The README lacks the most important thing: how many more tokens/sec at the same quantization, compared to llama.cpp / MLX? It is worth to switch default platforms only if there is a major improvement.
Yeah, I looked all over for a comparison and couldn't find anything in the repo, on their social media, etc. I saw some other comments here that said it's supposed to be "15.8 fp16 ops compared to 14.7 fp32 ops" but that isn't really enough to go on. Maybe when I have the time I'll install their TestFlight app and do some comparisons myself.
In my testing, tokens per sec is half the speed of the GPU, however the power usage is 10x less — 2 watts ANE vs 20 watts GPU on my M4 Pro.
I ran R1-8B for both anemll[0] and mlx[1][2] models on an M4 Max.
Prompt: "Tell me a long story about the origins of 42 being the answer."
anemll: 9.3 tok/sec, ~500MB of memory used.
mlx 8bit: 31.33 tok/sec, ~8.5GB of memory used.
mlx bf16: 27.17 tok/sec, ~15.7GB of memory used.

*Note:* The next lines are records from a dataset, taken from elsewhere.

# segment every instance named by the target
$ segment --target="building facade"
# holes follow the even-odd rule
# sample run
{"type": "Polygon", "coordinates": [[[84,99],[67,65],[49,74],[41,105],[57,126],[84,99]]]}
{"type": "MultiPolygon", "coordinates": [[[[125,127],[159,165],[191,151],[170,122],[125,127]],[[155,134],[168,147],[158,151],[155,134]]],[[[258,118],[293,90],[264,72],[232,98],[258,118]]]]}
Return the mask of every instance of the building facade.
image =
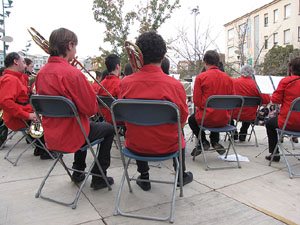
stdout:
{"type": "Polygon", "coordinates": [[[275,45],[300,48],[300,0],[275,0],[224,25],[226,57],[236,68],[263,62],[275,45]]]}

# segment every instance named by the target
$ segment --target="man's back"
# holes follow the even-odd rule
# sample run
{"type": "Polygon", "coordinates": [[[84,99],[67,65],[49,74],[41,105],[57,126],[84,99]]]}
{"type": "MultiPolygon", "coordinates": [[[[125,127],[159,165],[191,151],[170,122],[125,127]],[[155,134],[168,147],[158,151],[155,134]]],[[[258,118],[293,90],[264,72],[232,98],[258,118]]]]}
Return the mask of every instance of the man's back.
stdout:
{"type": "MultiPolygon", "coordinates": [[[[212,95],[233,95],[233,81],[217,66],[210,67],[206,72],[199,74],[194,86],[194,103],[197,106],[196,120],[201,124],[205,102],[212,95]]],[[[205,115],[205,126],[218,127],[227,124],[229,113],[224,110],[208,109],[205,115]]]]}
{"type": "MultiPolygon", "coordinates": [[[[164,74],[157,66],[146,65],[139,72],[124,78],[120,84],[120,98],[171,101],[181,111],[181,123],[185,123],[188,115],[183,85],[164,74]]],[[[133,151],[163,154],[178,149],[176,125],[167,124],[144,129],[141,126],[127,124],[126,127],[125,144],[133,151]]]]}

Memory results are from activity monitor across any potentially involved processes, but I feel like I might missing something here...
[0] https://huggingface.co/anemll/anemll-DeepSeekR1-8B-ctx1024_0...
[1] https://huggingface.co/mlx-community/DeepSeek-R1-Distill-Lla...
[2] https://huggingface.co/mlx-community/DeepSeek-R1-Distill-Lla...